UMA CARTA
Ando a ler a biografia de Marguerite Yourcenar, de Josyane Savigneau (Difel). Comemorou-se outro dia o centenário do seu nascimento e os jornais falaram abundantemente dela. Gostava muito de Portugal e do Algarve, em particular, local onde não se importaria de viver. Passou por cá umas vezes, em Lisboa, no Porto, onde conheceu Eugénio de Andrade, e amava naturalmente Sintra. Por ocasião da reedição das Memórias de Adriano pela Ulisseia, no princípio dos anos 80, esteve numa conferência na Gulbenkian ao lado de David Mourão Ferreira e de Agustina Bessa Luis, se a memória me não falha. Gostava muito de viajar - era verdadeiramente uma nómada - ao contrário do que parecia sugerir o "recolhimento" em Petite Plaisance, na ilha perdida dos Montes Desertos nos Estados Unidos. Desapareceu em 1987. Pelo meio da dita biografia, encontrei excertos de uma carta dirigida à sua tradutora italiana que, valendo o que vale, aqui deixo em parte, com lembranças para os Estudos sobre o Comunismo, pois referem-se à sua passagem, em 1962, pela então Leninegrado, durante três dias.

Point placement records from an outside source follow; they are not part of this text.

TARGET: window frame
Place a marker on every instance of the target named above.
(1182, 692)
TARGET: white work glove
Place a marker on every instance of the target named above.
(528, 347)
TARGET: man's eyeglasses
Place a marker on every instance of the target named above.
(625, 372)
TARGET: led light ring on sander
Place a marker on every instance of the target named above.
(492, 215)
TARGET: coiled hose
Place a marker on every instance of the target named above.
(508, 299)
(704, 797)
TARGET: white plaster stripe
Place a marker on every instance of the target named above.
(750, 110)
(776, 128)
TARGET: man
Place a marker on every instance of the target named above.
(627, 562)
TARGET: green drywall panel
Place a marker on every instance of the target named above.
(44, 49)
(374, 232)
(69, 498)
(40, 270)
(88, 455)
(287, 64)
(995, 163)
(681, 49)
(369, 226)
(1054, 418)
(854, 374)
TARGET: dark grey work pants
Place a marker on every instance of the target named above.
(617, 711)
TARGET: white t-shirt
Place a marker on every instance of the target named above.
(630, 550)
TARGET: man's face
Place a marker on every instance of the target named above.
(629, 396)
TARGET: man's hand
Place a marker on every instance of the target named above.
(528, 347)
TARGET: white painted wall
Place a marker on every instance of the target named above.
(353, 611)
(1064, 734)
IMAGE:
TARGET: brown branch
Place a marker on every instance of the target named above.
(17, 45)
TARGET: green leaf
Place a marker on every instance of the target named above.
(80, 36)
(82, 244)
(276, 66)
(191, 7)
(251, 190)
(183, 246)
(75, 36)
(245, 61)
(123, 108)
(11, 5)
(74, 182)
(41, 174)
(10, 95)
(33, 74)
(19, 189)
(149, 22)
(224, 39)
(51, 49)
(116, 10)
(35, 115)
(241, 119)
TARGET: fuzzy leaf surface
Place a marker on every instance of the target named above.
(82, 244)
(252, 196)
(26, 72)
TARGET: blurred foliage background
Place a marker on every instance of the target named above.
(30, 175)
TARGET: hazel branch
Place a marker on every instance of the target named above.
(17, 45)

"Essa experiência tão breve teve sobre mim (...) um efeito que eu não esperava, e que é em suma, no que me diz respeito, o de um infinito desencorajamento. Que esperava eu? Não contava certamente entrever um Eldorado, mas, reagindo sem dúvida contra a imbecil propaganda anticomunista da América, com os seus clichés infantis, eu esperava sem dúvida encontrar um mundo um pouco mais novo, mais "vital" porventura, mesmo que esse mundo nos fosse hostil ou estranho. O que eu encontrei, desde a aurora do primeiro dia quando entrevimos os funcionários russos abordando o barco no meio do nevoeiro, e até à noite branca do terceiro dia em que costeámos longamente e de muito perto a fortaleza de Kronstadt emergindo do mar com a sua cúpula de igreja desafectada e as unidades da esquadra em torno dela, foi muito simplesmente a Rússia de Custine, a terna mescla de rotina burocrática, de suspeita do estrangeiro, de deixar-andar já oriental e de prudente desconfiança, e essa tristeza inerte e quase sufocante que é frequentemente a do romance russo, e que eu não esperava encontrar (...); as multidões vindas das províncias, desfilando em grupos organizados no imenso Ermitage, olhando vagamente as suas obras de arte de séculos e países situados tão longe delas, e esse camponês que, de pé diante de um Cristo de Rembrandt parecia rezar (...); e, sobre a escadaria de honra, de um monumental barroco italiano, mas da época má, quer dizer datando de Alexandre I mais do que de Catarina, debaixo dos pés das multidões que sobem e descem os seus degraus de mármore (...) um fragmento humilde e escandaloso de acessório feminino que pertencera a qualquer viajante demasiado fatigada para dar pela sua perda, um pedaço de pano ensanguentado que ninguém se dava ao trabalho de afastar com a biqueira do sapato para qualquer canto escuro, e ainda menos de se baixar para pô-lo de parte."